Set up Anaconda + IPython + Tensorflow + Julia on a Google Compute Engine VM

Recently, I had to run heavy experiments that my Macbook Pro just wasn’t up to spec for. Seeing how Google is offering a nice credit bonus for signing up to their Cloud platform and a sustained-use discount, I decided to give their cloud services a go. Initially, I tried out their DataLab1 app , but quickly found myself wanting more fine-grained control.

Google_Compute_Engine_logoIt was surprisingly easy to set up a Google Compute Engine Virtual Machine (VM) with the required hardware and software resources. In my case, I needed a moderately-sized server (16-24 cores2) with IPython/Jupyter, Tensorflow and Julia. This guide shows you how to set up a similar VM step-by-step, in 30 minutes or less.

After you sign up to Google Cloud Platform, there are three basic steps to complete:

  1. Create a Linux-based VM instance with the required hardware specs.
  2. Install Software: Anaconda Python, Tensorflow and Julia.
  3. Set up Jupyter (IPython), so that you can do your MachineLearning/DataScience magic remotely via a browser.

Prerequisites: I’m going to assume you know your way around a Linux terminal.

1. Create a Linux VM Instance

GCE_CreateInstanceFollow the Quickstart guide to create a new VM instance, but note the following:

  • Machine type: a micro instance isn’t going to cut it for compute intensive tasks.
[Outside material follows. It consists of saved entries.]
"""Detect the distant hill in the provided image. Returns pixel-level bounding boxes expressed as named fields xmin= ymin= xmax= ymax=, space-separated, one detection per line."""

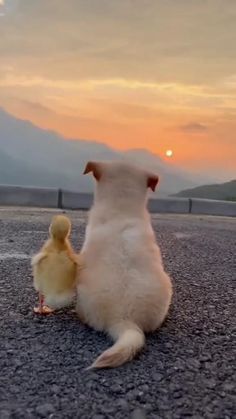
xmin=173 ymin=180 xmax=236 ymax=201
xmin=0 ymin=107 xmax=215 ymax=195
xmin=0 ymin=150 xmax=73 ymax=188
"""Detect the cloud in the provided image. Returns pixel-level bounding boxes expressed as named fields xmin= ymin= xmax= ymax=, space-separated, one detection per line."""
xmin=0 ymin=74 xmax=204 ymax=92
xmin=11 ymin=99 xmax=54 ymax=115
xmin=179 ymin=123 xmax=209 ymax=133
xmin=1 ymin=71 xmax=235 ymax=128
xmin=0 ymin=0 xmax=236 ymax=85
xmin=222 ymin=74 xmax=236 ymax=88
xmin=0 ymin=0 xmax=4 ymax=15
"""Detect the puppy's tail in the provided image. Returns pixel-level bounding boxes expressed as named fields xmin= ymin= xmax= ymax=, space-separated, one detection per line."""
xmin=88 ymin=321 xmax=145 ymax=369
xmin=49 ymin=215 xmax=71 ymax=242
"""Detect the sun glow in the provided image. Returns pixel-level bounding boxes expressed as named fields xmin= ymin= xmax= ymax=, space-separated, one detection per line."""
xmin=165 ymin=150 xmax=173 ymax=157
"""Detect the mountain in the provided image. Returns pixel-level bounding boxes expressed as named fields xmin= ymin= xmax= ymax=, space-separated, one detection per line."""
xmin=173 ymin=180 xmax=236 ymax=201
xmin=0 ymin=108 xmax=119 ymax=192
xmin=0 ymin=107 xmax=214 ymax=195
xmin=0 ymin=149 xmax=74 ymax=188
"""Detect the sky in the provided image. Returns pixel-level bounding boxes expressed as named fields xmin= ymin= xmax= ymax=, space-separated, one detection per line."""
xmin=0 ymin=0 xmax=235 ymax=179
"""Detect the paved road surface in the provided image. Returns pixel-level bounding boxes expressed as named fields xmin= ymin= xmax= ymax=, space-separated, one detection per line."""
xmin=0 ymin=208 xmax=235 ymax=419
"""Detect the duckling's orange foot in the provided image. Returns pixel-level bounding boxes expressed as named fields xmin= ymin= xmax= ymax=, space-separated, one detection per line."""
xmin=33 ymin=305 xmax=54 ymax=315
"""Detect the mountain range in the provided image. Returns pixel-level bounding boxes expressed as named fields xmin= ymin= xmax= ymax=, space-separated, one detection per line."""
xmin=174 ymin=179 xmax=236 ymax=201
xmin=0 ymin=107 xmax=217 ymax=196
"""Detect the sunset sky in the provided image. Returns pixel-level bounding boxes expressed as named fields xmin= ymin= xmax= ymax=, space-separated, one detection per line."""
xmin=0 ymin=0 xmax=235 ymax=178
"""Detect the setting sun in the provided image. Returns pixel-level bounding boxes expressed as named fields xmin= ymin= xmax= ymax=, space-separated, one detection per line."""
xmin=166 ymin=150 xmax=173 ymax=158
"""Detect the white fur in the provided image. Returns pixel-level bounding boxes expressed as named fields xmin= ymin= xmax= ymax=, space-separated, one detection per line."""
xmin=76 ymin=161 xmax=173 ymax=368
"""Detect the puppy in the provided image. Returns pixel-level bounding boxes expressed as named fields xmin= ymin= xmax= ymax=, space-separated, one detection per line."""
xmin=76 ymin=161 xmax=173 ymax=368
xmin=31 ymin=214 xmax=80 ymax=314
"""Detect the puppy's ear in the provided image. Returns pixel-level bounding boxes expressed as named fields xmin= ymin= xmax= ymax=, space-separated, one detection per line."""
xmin=147 ymin=174 xmax=159 ymax=192
xmin=83 ymin=161 xmax=102 ymax=181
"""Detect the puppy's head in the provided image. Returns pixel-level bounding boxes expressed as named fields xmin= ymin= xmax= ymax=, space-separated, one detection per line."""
xmin=83 ymin=160 xmax=159 ymax=208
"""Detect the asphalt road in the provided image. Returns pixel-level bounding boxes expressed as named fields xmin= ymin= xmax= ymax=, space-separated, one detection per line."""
xmin=0 ymin=208 xmax=235 ymax=419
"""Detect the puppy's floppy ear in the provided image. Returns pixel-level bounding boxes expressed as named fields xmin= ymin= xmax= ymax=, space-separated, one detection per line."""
xmin=147 ymin=174 xmax=159 ymax=192
xmin=83 ymin=161 xmax=102 ymax=181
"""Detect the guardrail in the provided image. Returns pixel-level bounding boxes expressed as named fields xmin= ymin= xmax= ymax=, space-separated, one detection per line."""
xmin=0 ymin=185 xmax=235 ymax=217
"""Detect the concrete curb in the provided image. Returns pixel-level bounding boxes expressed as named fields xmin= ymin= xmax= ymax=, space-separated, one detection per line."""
xmin=0 ymin=185 xmax=58 ymax=208
xmin=148 ymin=197 xmax=189 ymax=214
xmin=61 ymin=190 xmax=93 ymax=210
xmin=0 ymin=185 xmax=235 ymax=217
xmin=190 ymin=198 xmax=236 ymax=217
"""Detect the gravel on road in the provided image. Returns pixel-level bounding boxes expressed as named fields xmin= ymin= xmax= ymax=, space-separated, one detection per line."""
xmin=0 ymin=208 xmax=235 ymax=419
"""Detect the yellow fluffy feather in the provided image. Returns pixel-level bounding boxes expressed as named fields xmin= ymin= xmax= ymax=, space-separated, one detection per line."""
xmin=31 ymin=215 xmax=82 ymax=314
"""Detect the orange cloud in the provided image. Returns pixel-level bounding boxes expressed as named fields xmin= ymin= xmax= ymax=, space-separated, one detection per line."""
xmin=0 ymin=1 xmax=236 ymax=179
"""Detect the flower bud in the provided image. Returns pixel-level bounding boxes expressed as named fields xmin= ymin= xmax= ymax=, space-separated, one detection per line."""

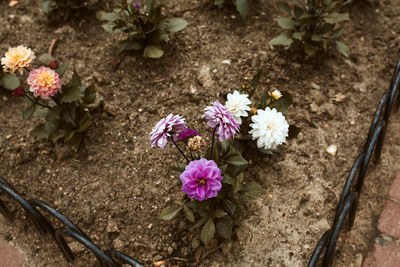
xmin=11 ymin=86 xmax=25 ymax=97
xmin=188 ymin=136 xmax=206 ymax=151
xmin=49 ymin=61 xmax=59 ymax=69
xmin=270 ymin=89 xmax=282 ymax=101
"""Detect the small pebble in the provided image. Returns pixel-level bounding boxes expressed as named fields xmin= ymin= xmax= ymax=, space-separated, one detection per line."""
xmin=326 ymin=145 xmax=337 ymax=156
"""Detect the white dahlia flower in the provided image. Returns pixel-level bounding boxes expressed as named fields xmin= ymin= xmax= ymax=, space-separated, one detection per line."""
xmin=249 ymin=107 xmax=289 ymax=150
xmin=225 ymin=90 xmax=251 ymax=125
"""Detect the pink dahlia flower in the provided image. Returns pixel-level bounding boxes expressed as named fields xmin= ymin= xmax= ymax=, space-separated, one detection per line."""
xmin=203 ymin=100 xmax=239 ymax=141
xmin=27 ymin=67 xmax=61 ymax=99
xmin=150 ymin=114 xmax=186 ymax=148
xmin=177 ymin=128 xmax=201 ymax=142
xmin=180 ymin=158 xmax=223 ymax=201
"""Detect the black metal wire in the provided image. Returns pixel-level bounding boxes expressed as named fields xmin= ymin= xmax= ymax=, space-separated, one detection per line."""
xmin=307 ymin=59 xmax=400 ymax=267
xmin=0 ymin=179 xmax=143 ymax=266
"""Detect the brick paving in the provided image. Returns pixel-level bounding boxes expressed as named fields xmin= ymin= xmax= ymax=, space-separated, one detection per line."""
xmin=0 ymin=239 xmax=25 ymax=267
xmin=363 ymin=170 xmax=400 ymax=267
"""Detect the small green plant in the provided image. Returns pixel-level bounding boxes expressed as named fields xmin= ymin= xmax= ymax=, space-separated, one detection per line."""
xmin=97 ymin=0 xmax=188 ymax=58
xmin=42 ymin=0 xmax=95 ymax=20
xmin=0 ymin=70 xmax=20 ymax=91
xmin=269 ymin=0 xmax=350 ymax=57
xmin=214 ymin=0 xmax=252 ymax=19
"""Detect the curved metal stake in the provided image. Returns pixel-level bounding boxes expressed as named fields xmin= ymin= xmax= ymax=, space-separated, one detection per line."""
xmin=105 ymin=249 xmax=144 ymax=267
xmin=307 ymin=230 xmax=331 ymax=267
xmin=334 ymin=153 xmax=364 ymax=225
xmin=0 ymin=183 xmax=48 ymax=235
xmin=356 ymin=120 xmax=384 ymax=194
xmin=28 ymin=200 xmax=91 ymax=262
xmin=55 ymin=228 xmax=119 ymax=267
xmin=322 ymin=192 xmax=357 ymax=266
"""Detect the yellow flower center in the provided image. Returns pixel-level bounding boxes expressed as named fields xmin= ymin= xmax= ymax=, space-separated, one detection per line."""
xmin=199 ymin=179 xmax=206 ymax=185
xmin=37 ymin=71 xmax=54 ymax=87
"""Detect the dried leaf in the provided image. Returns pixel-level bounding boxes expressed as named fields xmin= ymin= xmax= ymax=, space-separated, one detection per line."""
xmin=331 ymin=93 xmax=346 ymax=102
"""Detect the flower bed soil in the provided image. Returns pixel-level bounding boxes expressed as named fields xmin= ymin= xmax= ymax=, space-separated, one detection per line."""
xmin=1 ymin=0 xmax=400 ymax=266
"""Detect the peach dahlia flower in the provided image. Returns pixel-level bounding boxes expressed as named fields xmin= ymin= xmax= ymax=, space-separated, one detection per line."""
xmin=27 ymin=67 xmax=61 ymax=99
xmin=1 ymin=45 xmax=35 ymax=74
I created a 16 vCPU machine; select what works for you. Note: if you need a machine with more than 24 cores, you’ll need to increase your quota.
  • Boot Disk: I’m more familiar with Ubuntu so, that’s what I picked (14.04 LTS). The setup instructions below assume you’re using Ubuntu.
  • Firewall: Allow HTTPS traffic.
  • Take note of the Zone and instance Name. You’ll need those them later in our final step. In this example, the zone is us-central1-f and the name is awesomeness.

The SSH Browser-based Terminal

Google’s Compute Engine has a sweet browser-based SSH terminal you can use to connect to your machine. We’ll be using it for additional setup below.

ssh_button_gce

Optional: Get some extra hard disk space

The VM that we instantiated comes with a 10GB SSD drive. It’s fast, but I needed more space. Follow these instructions to add more disk space.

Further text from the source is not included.